Ce serait un autogoal classique. Les riches font leurs valises et c’est la classe moyenne et les PME qui paient la note au final. Dans notre pays, 1% paie environ 25% de l’ensemble des impôts sur le revenu et est responsable d’environ 50% des recettes de l’impôt sur la fortune. C’est une contribution démesurée au bien commun. Avec cet argent, l’État finance des prestations qui profitent à tous: les écoles, les routes, les hôpitaux, les transports publics, les assurances sociales. De plus, ces personnes créent des emplois bien rémunérés, investissent dans les nouvelles technologies, passent des commandes aux PME, etc.

«La suisse ne doit pas devenir un laboratoire pour les idéologues de gauche.»

Notre pays est l’un des rares dans l’OCDE à prélever un impôt sur la fortune. Il faudrait maintenant y ajouter un impôt sur les successions. Avec quelles conséquences sur l’innovation?

Ce serait un désavantage massif pour la place économique. La Suisse profite aujourd’hui d’un système fiscal stable et attractif qui favorise l’innovation et les investissements. Avec un impôt supplémentaire sur les successions, on obtiendrait exactement le contraire: les capitaux s’échapperaient, les entrepreneurs éviteraient le pays et nous nous affaiblirions nous-mêmes face à la concurrence internationale.

Les recettes de cet impôt sur les successions seraient affectées au climat. Sur leur site, la JS entend «poser les bases d’une transformation socialement équitable et écologique de l’économie globale». De quoi s’agit-il?

Il s’agit d’une transformation idéologique du système. La JS veut créer une machine centrale de redistribution, dans laquelle l’État prélève et distribue toujours plus d’argent. Pour cela, elle veut aussi exproprier les gens. C’est une évolution très dangereuse.

Quelle est la conception de l’homme et de la société qui sous-tend une politique qui veut priver un certain groupe de personnes de 50% de leur fortune?

Cette vision profondément socialiste de la société entend punir la performance. La Juso fait passer l’envie pour de la justice, mais en réalité, cela nous touche tous: moins d’emplois, moins d’investissements, donc moins de prospérité.

«la Juso veut détruire la confiance dans l’état (...) Plus vite cette initiative sera coulée, mieux ce sera!»

L’initiative demande même un effet rétroactif pour empêcher l’évasion fiscale dès le premier jour suivant l’acceptation. Le Conseil fédéral s’oppose à cette rétroactivité. Comment l’interprétez-vous?

Cela montre un mépris inquiétant pour les principes de l’État de droit. La Juso veut détruire la confiance dans l’État en imposant rétroactivement la fortune.
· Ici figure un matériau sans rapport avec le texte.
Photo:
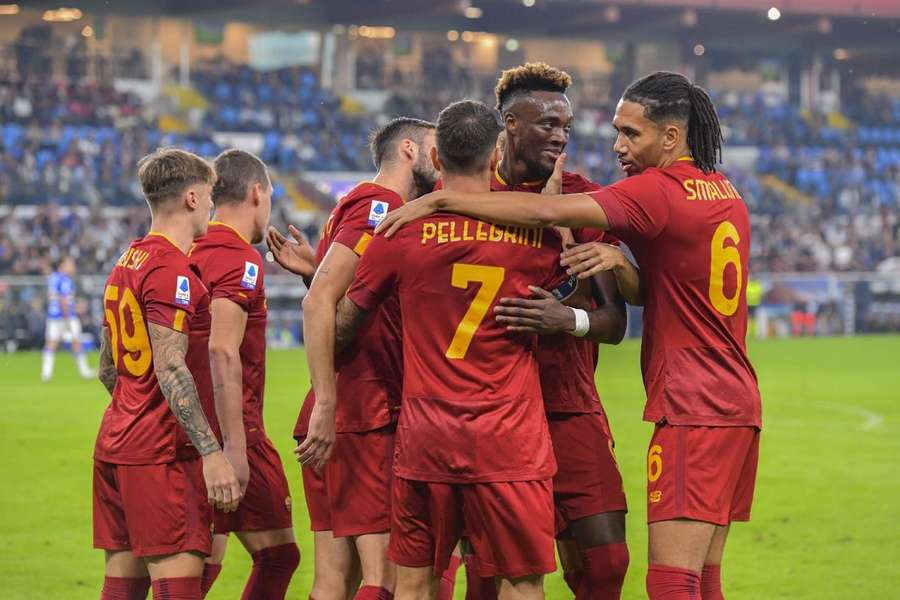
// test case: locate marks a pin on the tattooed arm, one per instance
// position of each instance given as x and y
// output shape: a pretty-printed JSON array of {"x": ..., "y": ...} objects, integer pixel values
[
  {"x": 107, "y": 373},
  {"x": 347, "y": 321},
  {"x": 177, "y": 385}
]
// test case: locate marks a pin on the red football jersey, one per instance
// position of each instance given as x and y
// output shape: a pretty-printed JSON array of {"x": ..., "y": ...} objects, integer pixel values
[
  {"x": 231, "y": 268},
  {"x": 690, "y": 233},
  {"x": 567, "y": 363},
  {"x": 151, "y": 283},
  {"x": 368, "y": 371},
  {"x": 472, "y": 405}
]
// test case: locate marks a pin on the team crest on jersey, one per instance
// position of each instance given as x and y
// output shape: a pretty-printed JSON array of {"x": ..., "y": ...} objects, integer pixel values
[
  {"x": 566, "y": 288},
  {"x": 377, "y": 212},
  {"x": 182, "y": 291},
  {"x": 251, "y": 273}
]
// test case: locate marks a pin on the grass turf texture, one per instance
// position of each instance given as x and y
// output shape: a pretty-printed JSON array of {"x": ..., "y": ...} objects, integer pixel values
[{"x": 826, "y": 519}]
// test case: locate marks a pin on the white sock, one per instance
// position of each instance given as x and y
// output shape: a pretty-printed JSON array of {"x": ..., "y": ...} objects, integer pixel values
[
  {"x": 47, "y": 365},
  {"x": 83, "y": 367}
]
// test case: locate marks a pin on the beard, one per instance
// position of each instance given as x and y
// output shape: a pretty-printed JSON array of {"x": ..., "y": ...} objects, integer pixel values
[{"x": 424, "y": 176}]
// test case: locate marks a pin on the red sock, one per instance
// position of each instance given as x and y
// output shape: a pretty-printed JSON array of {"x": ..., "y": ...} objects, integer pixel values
[
  {"x": 478, "y": 587},
  {"x": 210, "y": 573},
  {"x": 177, "y": 588},
  {"x": 672, "y": 583},
  {"x": 373, "y": 592},
  {"x": 573, "y": 578},
  {"x": 604, "y": 572},
  {"x": 711, "y": 583},
  {"x": 448, "y": 579},
  {"x": 125, "y": 588},
  {"x": 272, "y": 570}
]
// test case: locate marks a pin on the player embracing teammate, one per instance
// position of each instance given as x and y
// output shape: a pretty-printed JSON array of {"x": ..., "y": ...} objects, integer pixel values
[{"x": 690, "y": 232}]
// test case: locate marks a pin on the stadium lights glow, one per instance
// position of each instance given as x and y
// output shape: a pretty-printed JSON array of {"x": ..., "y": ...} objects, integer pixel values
[
  {"x": 380, "y": 33},
  {"x": 62, "y": 15},
  {"x": 472, "y": 12}
]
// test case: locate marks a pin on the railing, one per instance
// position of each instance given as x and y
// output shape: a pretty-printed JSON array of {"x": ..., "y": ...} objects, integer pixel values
[{"x": 789, "y": 304}]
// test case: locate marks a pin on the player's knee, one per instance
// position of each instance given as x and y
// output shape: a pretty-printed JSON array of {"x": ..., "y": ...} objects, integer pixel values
[{"x": 284, "y": 558}]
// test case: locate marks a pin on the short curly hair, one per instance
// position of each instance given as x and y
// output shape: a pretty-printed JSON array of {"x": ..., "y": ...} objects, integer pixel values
[{"x": 530, "y": 77}]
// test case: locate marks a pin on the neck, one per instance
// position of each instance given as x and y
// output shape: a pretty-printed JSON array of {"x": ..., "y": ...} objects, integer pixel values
[
  {"x": 398, "y": 180},
  {"x": 177, "y": 228},
  {"x": 235, "y": 218},
  {"x": 512, "y": 170},
  {"x": 478, "y": 182}
]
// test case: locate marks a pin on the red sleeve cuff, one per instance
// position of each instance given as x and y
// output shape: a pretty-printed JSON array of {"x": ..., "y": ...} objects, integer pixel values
[{"x": 615, "y": 212}]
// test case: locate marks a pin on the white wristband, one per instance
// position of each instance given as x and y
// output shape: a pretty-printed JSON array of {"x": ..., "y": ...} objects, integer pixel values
[{"x": 582, "y": 322}]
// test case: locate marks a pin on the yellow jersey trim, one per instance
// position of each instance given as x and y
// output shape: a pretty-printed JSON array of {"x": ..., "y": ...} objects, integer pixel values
[
  {"x": 238, "y": 233},
  {"x": 362, "y": 244}
]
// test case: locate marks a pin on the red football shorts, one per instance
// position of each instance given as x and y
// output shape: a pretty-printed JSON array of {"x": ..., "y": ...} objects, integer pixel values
[
  {"x": 352, "y": 494},
  {"x": 266, "y": 504},
  {"x": 508, "y": 524},
  {"x": 587, "y": 480},
  {"x": 152, "y": 510},
  {"x": 701, "y": 473}
]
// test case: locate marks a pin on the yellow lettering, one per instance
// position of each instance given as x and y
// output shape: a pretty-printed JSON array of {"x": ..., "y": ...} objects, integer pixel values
[
  {"x": 453, "y": 236},
  {"x": 689, "y": 188},
  {"x": 428, "y": 231}
]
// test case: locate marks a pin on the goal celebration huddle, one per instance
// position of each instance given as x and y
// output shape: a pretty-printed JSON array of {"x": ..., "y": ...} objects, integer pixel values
[{"x": 454, "y": 311}]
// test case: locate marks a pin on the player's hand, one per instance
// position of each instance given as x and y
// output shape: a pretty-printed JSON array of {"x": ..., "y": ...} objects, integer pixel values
[
  {"x": 554, "y": 184},
  {"x": 417, "y": 209},
  {"x": 298, "y": 256},
  {"x": 586, "y": 260},
  {"x": 222, "y": 487},
  {"x": 543, "y": 314},
  {"x": 316, "y": 448},
  {"x": 237, "y": 456}
]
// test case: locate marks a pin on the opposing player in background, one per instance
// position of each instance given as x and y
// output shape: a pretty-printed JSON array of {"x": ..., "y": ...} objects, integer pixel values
[
  {"x": 690, "y": 232},
  {"x": 588, "y": 492},
  {"x": 157, "y": 464},
  {"x": 231, "y": 269},
  {"x": 62, "y": 320},
  {"x": 474, "y": 455},
  {"x": 353, "y": 421}
]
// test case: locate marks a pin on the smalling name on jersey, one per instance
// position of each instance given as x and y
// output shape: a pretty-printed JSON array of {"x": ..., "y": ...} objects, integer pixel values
[{"x": 447, "y": 232}]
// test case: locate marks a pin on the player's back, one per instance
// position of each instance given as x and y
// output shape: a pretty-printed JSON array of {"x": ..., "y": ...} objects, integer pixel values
[
  {"x": 472, "y": 404},
  {"x": 152, "y": 282},
  {"x": 690, "y": 232}
]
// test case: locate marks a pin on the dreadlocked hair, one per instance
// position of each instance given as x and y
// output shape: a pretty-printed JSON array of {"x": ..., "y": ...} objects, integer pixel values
[
  {"x": 671, "y": 96},
  {"x": 530, "y": 77}
]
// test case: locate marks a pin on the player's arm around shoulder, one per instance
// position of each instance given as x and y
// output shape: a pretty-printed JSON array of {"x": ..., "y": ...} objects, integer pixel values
[
  {"x": 177, "y": 385},
  {"x": 107, "y": 372},
  {"x": 228, "y": 323}
]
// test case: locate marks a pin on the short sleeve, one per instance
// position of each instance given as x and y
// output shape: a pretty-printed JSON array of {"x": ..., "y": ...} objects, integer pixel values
[
  {"x": 636, "y": 206},
  {"x": 376, "y": 274},
  {"x": 169, "y": 296},
  {"x": 358, "y": 224},
  {"x": 238, "y": 277}
]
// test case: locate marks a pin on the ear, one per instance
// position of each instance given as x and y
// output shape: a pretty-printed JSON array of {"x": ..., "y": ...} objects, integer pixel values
[
  {"x": 435, "y": 161},
  {"x": 495, "y": 158},
  {"x": 672, "y": 135}
]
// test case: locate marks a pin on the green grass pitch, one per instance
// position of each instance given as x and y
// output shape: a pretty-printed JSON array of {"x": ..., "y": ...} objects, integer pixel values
[{"x": 826, "y": 518}]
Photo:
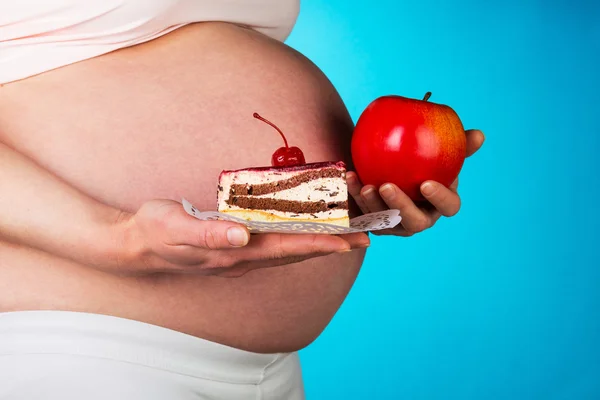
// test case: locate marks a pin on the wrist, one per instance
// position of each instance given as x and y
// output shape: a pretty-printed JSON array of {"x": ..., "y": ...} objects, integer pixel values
[{"x": 126, "y": 244}]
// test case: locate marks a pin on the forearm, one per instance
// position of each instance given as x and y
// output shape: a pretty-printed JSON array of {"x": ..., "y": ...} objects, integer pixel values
[{"x": 39, "y": 210}]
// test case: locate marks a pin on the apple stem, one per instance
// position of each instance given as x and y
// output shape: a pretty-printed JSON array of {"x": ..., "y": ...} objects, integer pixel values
[{"x": 273, "y": 125}]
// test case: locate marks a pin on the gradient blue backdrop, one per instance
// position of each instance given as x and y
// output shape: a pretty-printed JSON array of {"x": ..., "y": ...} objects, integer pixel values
[{"x": 503, "y": 300}]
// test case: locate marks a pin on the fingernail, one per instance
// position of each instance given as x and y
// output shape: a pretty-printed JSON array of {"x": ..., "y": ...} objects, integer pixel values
[
  {"x": 368, "y": 192},
  {"x": 344, "y": 251},
  {"x": 428, "y": 189},
  {"x": 237, "y": 237},
  {"x": 387, "y": 191}
]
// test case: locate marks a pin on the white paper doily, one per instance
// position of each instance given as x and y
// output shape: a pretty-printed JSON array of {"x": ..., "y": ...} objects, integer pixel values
[{"x": 364, "y": 223}]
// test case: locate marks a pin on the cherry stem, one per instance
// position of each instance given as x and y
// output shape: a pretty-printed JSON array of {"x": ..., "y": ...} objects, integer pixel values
[{"x": 273, "y": 125}]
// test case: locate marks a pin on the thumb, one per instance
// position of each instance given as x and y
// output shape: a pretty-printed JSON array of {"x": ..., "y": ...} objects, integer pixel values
[{"x": 180, "y": 228}]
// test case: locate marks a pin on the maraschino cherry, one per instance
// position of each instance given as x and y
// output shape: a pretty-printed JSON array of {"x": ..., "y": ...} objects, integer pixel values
[{"x": 284, "y": 156}]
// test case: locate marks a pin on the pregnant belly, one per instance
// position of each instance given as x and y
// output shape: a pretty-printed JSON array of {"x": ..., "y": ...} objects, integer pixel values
[{"x": 161, "y": 120}]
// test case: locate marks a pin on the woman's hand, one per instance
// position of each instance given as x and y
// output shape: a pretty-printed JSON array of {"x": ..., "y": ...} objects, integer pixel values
[
  {"x": 162, "y": 237},
  {"x": 442, "y": 201}
]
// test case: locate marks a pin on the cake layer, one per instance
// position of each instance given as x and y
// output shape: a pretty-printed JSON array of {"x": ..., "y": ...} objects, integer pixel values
[
  {"x": 312, "y": 192},
  {"x": 337, "y": 217},
  {"x": 293, "y": 179},
  {"x": 306, "y": 207}
]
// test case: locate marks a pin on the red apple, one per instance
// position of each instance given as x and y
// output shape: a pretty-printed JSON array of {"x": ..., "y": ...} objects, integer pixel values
[{"x": 408, "y": 141}]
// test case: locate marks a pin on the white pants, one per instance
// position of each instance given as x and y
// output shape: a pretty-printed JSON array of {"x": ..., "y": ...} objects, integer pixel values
[{"x": 66, "y": 355}]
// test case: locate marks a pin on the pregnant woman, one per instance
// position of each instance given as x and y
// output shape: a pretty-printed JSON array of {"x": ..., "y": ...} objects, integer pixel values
[{"x": 111, "y": 112}]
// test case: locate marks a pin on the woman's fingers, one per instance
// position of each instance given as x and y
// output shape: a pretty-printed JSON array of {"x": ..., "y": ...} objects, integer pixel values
[
  {"x": 414, "y": 220},
  {"x": 372, "y": 199},
  {"x": 445, "y": 200},
  {"x": 275, "y": 246},
  {"x": 475, "y": 139},
  {"x": 168, "y": 220},
  {"x": 354, "y": 188}
]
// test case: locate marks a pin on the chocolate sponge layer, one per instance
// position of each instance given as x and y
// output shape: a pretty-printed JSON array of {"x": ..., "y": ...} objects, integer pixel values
[{"x": 272, "y": 187}]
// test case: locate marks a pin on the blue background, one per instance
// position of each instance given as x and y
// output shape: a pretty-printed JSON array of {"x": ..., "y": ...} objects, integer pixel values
[{"x": 503, "y": 300}]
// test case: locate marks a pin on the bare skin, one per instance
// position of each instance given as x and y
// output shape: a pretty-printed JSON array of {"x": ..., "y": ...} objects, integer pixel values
[{"x": 160, "y": 121}]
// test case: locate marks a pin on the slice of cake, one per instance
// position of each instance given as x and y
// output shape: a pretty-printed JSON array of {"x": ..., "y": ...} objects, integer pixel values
[{"x": 314, "y": 192}]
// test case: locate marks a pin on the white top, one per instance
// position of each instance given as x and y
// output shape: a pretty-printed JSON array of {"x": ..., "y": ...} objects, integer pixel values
[{"x": 41, "y": 35}]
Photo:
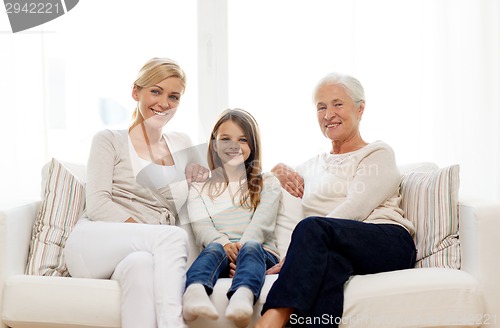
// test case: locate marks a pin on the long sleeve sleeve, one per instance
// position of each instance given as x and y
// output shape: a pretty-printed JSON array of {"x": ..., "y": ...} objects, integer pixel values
[
  {"x": 376, "y": 180},
  {"x": 264, "y": 218},
  {"x": 100, "y": 170}
]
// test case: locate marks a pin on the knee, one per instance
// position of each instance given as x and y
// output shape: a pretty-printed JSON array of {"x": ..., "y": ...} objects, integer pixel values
[
  {"x": 214, "y": 248},
  {"x": 138, "y": 264},
  {"x": 251, "y": 246},
  {"x": 309, "y": 225}
]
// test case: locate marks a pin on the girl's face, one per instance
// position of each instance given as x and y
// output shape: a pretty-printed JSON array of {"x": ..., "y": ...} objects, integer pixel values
[
  {"x": 231, "y": 144},
  {"x": 158, "y": 104}
]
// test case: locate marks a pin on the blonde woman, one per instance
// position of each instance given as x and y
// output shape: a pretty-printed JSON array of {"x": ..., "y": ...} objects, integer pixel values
[
  {"x": 233, "y": 217},
  {"x": 136, "y": 183}
]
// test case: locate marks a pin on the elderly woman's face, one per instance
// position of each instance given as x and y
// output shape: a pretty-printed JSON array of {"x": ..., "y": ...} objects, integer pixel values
[{"x": 338, "y": 114}]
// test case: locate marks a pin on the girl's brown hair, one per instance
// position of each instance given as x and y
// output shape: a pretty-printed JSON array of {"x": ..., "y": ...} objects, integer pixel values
[{"x": 250, "y": 192}]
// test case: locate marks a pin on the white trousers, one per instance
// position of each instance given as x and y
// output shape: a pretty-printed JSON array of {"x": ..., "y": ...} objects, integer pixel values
[{"x": 149, "y": 262}]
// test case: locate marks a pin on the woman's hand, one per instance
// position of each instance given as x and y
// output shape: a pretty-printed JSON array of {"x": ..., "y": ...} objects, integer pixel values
[
  {"x": 232, "y": 250},
  {"x": 232, "y": 269},
  {"x": 276, "y": 268},
  {"x": 196, "y": 173},
  {"x": 289, "y": 179}
]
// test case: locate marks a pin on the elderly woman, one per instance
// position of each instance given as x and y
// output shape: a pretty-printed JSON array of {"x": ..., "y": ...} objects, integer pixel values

C’est une rupture de tabou qui entraînerait un exode massif des capitaux et des entreprises.

L’initiative de la JS, aussi utopique et éloignée de la réalité qu’elle puisse paraître, provoque déjà une insécurité massive dans les milieux économiques. Pourquoi est-il important qu’elle soit soumise aux urnes le plus rapidement possible?

Plus vite cette initiative sera coulée, mieux ce sera. L’insécurité est déjà palpable – les investissements sont retardés, les entrepreneurs ont émigré ou envisagent de partir. La Suisse ne doit pas devenir un champ d’expérimentation pour les idéologues de gauche. Nous avons besoin d’un non massif pour protéger la place économique.

Interview: Rolf Hug

Arguments du comité opposé à l’initiative des Jeunes socialistes:

www.initiative-js-non.ch

trajectoire

Matthias Müller est vice-président du PLR pour le canton de Zurich. Âgé de 32 ans, il est docteur en droit et avocat dans un grand cabinet économique zurichois. Il vit à Zurich-Oerlikon.